La cosmétofood mania

Voilà déjà quelques temps que la frontière entre l'alimentaire et la cosmétique s'est effacée pour donner naissance à une cosmétique hédoniste et sensorielle qui remporte de nombreux suffrages auprès des consommateurs.

Qui de mieux que la cosmétique naturelle pour en être la principale ambassadrice ? Tapenade exfoliante, masque au guacamole, pâte d'amande cocooning, confiture de lait nourrissante, mousse au chocolat minceur, bain au yaourt, le menu est alléchant et la demande croissante.

On observe d'ailleurs un rapprochement fréquent entre la cosmétofood et la cosmétique du terroir, donnant naissance à la french cosmétofood.

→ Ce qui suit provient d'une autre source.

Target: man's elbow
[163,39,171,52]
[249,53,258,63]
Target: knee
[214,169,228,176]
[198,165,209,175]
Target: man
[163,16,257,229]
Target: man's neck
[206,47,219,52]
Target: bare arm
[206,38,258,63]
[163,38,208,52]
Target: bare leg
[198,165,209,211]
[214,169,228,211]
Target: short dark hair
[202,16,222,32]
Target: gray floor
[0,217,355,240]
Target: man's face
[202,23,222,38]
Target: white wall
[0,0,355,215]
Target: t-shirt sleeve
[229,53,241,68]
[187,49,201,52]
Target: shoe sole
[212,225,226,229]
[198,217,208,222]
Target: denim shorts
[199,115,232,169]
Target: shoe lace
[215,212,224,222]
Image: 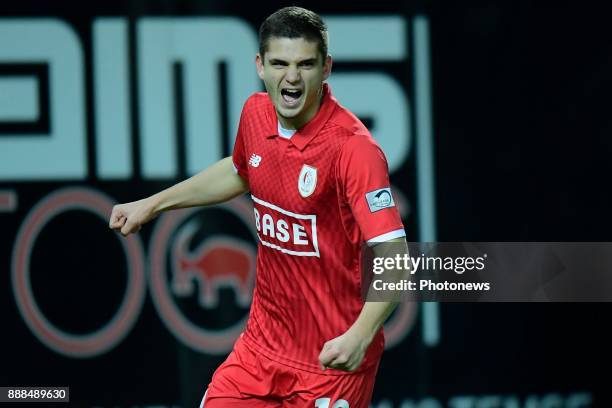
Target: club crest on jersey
[298,164,317,198]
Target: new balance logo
[249,153,261,167]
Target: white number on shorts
[315,398,350,408]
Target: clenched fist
[108,198,155,237]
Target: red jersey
[233,84,405,374]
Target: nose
[285,65,300,84]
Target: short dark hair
[259,6,328,63]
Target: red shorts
[200,339,378,408]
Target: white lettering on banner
[0,16,412,180]
[0,18,87,181]
[0,15,437,352]
[251,195,320,257]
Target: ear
[255,53,263,81]
[323,54,332,81]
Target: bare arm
[319,238,408,371]
[109,157,249,236]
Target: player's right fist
[108,199,153,237]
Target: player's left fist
[319,329,369,371]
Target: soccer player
[110,7,405,408]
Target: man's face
[255,37,331,129]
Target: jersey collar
[268,83,337,151]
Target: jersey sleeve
[338,135,406,243]
[232,100,249,181]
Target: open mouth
[281,88,302,106]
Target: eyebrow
[268,58,317,65]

UNE COSMÉTIQUE DÉCOMPLEXÉE

Au fil du temps, la cosmétique bio est devenue moins anxiogène et s'est peu à peu décomplexée, comprenant qu'il ne fallait pas faire culpabiliser les consommateurs mais, au contraire, leur apporter un maximum de confort et de plaisir. Comment ?

  • en introduisant un peu de gaité et davantage de légèreté dans les intitulés produits, bien souvent trop descriptifs et premier degré, mais également dans les packagings,
  • en faisant évoluer le langage de la beauté naturelle vers un langage plus positif.
  • en créant davantage de connivence entre la marque et le consommateur,
  • en s'éloignant des clichés pour créer la surprise et fidéliser le consommateur.

La légèreté n'est désormais plus l'ennemie de la performance, qui a toute légitimité de ne pas se prendre au sérieux. Le duo «performance - bonne humeur» a de beaux jours devant lui.